What many people don’t know is that the anime movie was crowdfunded. Director Sunao Katabuchi asked the fans to help him create a short pilot to promote the creation of the anime movie. The company responsible for the campaign website was Makuake of CyberaAgent Crowd Funding, Inc.
Makuake’s CEO, Ryoutarou Nakayama, was one of the people who fully supported the movie from behind-the-scenes. I interviewed him to learn more about the the production of Kono Sekai no Katasumi Ni, and crowdfunding. I wanted to discover more about the future of anime.
[interview/article: Tomoko Oomagari]
People Wanted an Anime Adaptation of ‘Kono Sekai no Katasumi ni’

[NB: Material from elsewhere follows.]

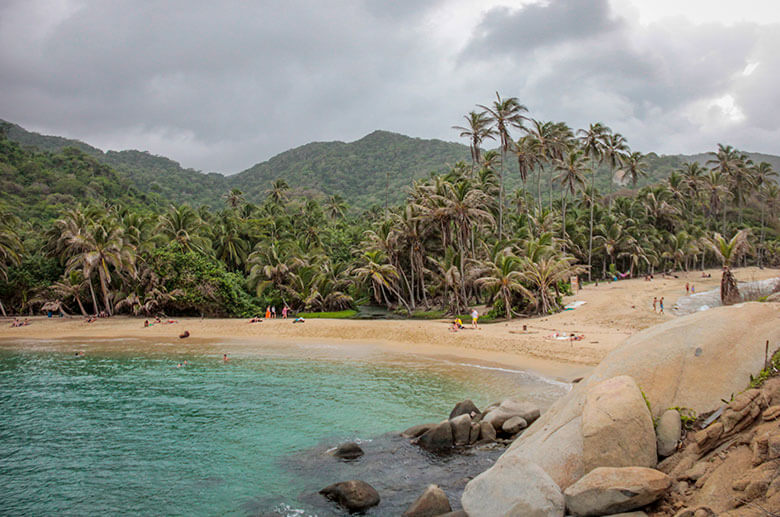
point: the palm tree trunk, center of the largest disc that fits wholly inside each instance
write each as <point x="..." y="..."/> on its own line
<point x="592" y="203"/>
<point x="81" y="306"/>
<point x="94" y="298"/>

――Because they collected the production funds via Makuake for the pilot film, Kono Sekai no Katasumi ni became a big hit. How do you feel about this situation which you are involved in as the CEO of Makuake run by CyberaAgent Crowd Funding, Inc.?
‘I think it’s a good example of a good thing spreading out. The promotion of movies always used to begin with the mass media, such as the introduction of new things on popular information programs. That’s the classic way. However, people nowadays first connect to new things via the internet. I think it’s a big deal that Kono Sekai no Katasumi ni was first met by most people on the internet.’
――What were the circumstances of collecting production funds via Makuake for the Kono Sekai no Katasumi ni pilot?
‘I think it was during winter 2014 or the beginning of 2015. Aoki, who is the producer of this anime, asked me to have a talk. So, I went to the office and he asked me what I thought about crowdfunding for the pilot film.’
――Why did you think Kono Sekai no Katasumi ni would do well?
‘Actually, the production plan of Kono Sekai no Katasumi ni had already been running around Director Sunao Katabuchi since 2010, and he had been tweeting once in a while about workshops relating to the movie and such. Most of the reactions I saw from people were full of enthusiasm saying that they wanted to see the anime adaptation of Kono Sekai no Katasumi ni. I thought that there was a lot of enthusiasm all over the internet from fans of the manga and of director Katabuchi. Seeing that, I said, “Aoki-san, this should work well.”’
――Was there any precedent for collecting anime production funds via crowdfunding?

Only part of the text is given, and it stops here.